Bitumen production from the first two secondary extraction trains at Fort Hills commenced in the first quarter, followed by the third and final train in May. All commissioning and construction activities are essentially complete. The plant was successfully tested at 90% of design nameplate capacity during a weeklong reliability test in the second quarter and has run at full nameplate capacity during a two-day production test in September. In the second quarter, we concluded that the Fort Hills oil sands mining and processing operations had achieved commercial production and operating results from Fort Hills are included in our consolidated results from June 1, 2018. Startup has exceeded our expectations with respect to both production volumes and product quality.

Fort Hills completed its first planned maintenance at the end of September, which restricted production to half the plant capacity for the last two weeks of the month. We are expecting strong production in the fourth quarter with no significant maintenance scheduled for the balance of the year.

While the plant facilities have exceeded expectations, unusually wet weather and resulting soft ground conditions affected mine production in June and July.

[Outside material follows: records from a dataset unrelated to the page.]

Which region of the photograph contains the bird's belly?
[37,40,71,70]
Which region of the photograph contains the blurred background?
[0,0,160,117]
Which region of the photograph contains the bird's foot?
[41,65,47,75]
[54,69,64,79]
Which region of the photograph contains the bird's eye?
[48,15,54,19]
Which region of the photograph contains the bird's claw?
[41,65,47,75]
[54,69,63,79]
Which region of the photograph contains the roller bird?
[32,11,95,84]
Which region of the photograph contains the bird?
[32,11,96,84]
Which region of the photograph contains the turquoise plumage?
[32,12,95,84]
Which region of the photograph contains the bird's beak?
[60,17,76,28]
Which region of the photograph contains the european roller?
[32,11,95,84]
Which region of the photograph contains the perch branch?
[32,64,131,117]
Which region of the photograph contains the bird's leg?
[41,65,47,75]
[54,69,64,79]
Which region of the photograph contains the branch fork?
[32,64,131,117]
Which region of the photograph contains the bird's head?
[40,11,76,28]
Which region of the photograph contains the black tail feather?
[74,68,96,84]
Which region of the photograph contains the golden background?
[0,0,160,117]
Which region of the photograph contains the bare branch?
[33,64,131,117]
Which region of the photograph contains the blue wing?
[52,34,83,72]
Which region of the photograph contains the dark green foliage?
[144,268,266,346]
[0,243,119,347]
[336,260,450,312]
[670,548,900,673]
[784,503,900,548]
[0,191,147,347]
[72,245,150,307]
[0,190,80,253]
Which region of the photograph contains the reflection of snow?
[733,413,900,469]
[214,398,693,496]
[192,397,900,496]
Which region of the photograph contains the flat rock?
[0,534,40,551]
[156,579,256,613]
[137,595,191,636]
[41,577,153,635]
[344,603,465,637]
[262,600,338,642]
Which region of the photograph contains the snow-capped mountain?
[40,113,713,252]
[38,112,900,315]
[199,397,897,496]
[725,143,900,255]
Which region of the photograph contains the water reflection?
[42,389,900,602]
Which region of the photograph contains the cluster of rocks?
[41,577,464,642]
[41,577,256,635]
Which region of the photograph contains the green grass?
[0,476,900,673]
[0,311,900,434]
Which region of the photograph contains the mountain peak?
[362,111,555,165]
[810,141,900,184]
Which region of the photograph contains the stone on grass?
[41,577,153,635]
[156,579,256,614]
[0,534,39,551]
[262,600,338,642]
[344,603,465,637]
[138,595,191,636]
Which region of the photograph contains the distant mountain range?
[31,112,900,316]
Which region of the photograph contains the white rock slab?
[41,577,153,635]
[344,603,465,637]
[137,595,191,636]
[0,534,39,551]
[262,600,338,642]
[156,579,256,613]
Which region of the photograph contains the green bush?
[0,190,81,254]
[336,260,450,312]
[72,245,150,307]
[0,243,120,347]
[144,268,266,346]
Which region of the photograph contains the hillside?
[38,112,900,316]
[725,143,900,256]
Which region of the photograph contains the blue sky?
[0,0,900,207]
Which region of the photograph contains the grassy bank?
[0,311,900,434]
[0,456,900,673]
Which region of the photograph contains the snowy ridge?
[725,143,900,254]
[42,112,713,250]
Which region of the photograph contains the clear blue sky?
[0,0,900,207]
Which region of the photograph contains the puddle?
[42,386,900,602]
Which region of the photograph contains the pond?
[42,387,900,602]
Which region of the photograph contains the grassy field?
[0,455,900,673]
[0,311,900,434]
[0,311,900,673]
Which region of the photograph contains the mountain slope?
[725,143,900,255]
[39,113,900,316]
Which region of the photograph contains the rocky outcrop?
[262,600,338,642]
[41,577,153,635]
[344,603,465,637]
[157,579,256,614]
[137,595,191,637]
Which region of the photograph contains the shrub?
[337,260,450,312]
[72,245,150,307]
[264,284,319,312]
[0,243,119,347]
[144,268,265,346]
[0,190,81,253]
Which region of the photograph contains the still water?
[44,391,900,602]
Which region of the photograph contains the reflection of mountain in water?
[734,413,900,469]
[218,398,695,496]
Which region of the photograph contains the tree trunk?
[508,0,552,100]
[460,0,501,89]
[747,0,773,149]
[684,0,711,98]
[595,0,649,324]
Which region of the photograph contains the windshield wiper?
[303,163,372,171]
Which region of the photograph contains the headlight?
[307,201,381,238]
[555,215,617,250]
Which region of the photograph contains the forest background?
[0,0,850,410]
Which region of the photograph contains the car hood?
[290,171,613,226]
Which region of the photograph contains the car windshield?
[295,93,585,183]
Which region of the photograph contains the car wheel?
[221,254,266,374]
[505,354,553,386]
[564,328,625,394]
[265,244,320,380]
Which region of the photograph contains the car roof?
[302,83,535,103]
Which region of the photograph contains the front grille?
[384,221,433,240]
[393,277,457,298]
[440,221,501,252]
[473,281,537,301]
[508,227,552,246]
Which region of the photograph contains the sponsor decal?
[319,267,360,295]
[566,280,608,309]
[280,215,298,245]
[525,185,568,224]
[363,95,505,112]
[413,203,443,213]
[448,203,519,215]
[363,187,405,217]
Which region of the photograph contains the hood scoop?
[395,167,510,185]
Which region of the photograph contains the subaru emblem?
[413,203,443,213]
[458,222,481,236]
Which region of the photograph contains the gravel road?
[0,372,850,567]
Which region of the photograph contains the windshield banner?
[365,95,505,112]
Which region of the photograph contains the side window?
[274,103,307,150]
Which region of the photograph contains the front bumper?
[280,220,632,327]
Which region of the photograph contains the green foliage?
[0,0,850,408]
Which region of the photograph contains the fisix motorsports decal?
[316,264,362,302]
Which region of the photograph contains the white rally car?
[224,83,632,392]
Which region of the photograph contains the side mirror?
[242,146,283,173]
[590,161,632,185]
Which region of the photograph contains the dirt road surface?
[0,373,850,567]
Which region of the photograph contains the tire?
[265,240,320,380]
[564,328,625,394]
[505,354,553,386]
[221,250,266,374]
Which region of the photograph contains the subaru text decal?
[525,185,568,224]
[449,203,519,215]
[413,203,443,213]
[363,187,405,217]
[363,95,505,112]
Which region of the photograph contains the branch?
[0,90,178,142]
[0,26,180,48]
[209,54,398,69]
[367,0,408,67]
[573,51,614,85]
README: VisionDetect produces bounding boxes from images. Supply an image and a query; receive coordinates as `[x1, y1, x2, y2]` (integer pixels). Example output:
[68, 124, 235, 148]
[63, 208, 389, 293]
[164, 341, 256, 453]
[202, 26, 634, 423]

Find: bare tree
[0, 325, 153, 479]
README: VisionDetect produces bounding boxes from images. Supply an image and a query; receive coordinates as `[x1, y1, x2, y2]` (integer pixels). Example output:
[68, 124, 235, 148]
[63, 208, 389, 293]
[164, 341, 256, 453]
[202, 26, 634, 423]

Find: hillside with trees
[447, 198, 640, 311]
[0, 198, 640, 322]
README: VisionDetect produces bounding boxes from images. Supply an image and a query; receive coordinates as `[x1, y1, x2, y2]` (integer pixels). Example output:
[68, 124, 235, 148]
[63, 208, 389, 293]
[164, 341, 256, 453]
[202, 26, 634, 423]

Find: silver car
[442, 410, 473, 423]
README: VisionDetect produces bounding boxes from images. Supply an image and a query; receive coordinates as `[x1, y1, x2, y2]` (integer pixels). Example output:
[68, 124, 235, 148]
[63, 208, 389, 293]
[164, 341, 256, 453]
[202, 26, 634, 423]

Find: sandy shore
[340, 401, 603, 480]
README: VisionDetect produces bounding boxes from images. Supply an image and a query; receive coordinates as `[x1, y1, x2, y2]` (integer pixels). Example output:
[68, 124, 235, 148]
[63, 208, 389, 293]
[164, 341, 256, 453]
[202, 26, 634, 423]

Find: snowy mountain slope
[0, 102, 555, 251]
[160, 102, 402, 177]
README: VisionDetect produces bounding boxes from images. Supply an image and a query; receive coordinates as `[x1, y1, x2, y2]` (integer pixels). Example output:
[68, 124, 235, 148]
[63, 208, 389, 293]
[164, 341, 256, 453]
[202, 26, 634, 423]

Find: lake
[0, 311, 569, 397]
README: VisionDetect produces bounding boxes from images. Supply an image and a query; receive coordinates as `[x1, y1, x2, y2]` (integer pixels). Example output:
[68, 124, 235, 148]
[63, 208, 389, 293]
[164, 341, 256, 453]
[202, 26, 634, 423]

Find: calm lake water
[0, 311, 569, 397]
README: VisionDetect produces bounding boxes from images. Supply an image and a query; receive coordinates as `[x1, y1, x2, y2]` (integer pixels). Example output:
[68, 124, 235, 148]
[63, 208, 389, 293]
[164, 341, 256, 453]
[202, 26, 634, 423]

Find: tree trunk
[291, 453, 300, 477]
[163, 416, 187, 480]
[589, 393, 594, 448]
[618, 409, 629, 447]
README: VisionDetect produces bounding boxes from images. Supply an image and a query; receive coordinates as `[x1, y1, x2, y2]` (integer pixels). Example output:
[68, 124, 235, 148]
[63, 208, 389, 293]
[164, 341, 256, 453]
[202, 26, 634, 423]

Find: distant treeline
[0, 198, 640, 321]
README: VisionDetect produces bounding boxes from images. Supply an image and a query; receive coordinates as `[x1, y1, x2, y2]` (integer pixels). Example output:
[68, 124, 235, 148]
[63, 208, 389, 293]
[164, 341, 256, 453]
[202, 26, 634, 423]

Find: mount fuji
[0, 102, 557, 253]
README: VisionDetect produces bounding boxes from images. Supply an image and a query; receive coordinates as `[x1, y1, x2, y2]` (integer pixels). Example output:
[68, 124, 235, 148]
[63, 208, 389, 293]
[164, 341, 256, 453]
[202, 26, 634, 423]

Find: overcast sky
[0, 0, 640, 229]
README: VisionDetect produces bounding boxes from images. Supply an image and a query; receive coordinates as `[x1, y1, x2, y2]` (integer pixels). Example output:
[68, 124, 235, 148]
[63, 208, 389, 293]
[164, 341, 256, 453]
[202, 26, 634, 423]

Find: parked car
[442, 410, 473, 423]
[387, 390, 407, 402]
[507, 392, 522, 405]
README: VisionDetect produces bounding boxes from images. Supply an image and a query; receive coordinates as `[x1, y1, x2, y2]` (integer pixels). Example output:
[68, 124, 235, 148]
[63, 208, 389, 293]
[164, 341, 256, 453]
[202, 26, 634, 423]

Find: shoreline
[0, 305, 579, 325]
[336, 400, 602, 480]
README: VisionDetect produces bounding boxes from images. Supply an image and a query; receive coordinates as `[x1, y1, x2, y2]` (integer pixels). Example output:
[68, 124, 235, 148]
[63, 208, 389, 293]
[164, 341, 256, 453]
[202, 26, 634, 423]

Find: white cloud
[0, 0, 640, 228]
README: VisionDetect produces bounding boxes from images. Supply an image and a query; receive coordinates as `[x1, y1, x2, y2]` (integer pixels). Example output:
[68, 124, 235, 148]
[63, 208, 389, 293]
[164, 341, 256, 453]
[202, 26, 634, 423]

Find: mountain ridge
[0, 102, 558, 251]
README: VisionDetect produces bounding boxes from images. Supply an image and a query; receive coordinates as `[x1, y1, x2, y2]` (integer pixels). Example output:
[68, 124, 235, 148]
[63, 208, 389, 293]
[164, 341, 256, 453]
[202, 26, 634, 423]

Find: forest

Mine production in August and September showed significant improvements as ground conditions improved and the mine operations team were able to manage the wet overburden material. The planned maintenance in September also allowed for mine operations to focus on overburden stripping, exposing more ore to allow the mine to support full production in the fourth quarter.

We receive our share of bitumen production from Fort Hills and are responsible for acquiring diluent, including transportation and blending, as well as the transportation and sales of our blended bitumen after the transfer point.

Our share of production exceeded 27,000 barrels per day in the third quarter and continues to track towards the high end of our previously disclosed guidance range of 8.5 million to 10 million barrels of bitumen for the year.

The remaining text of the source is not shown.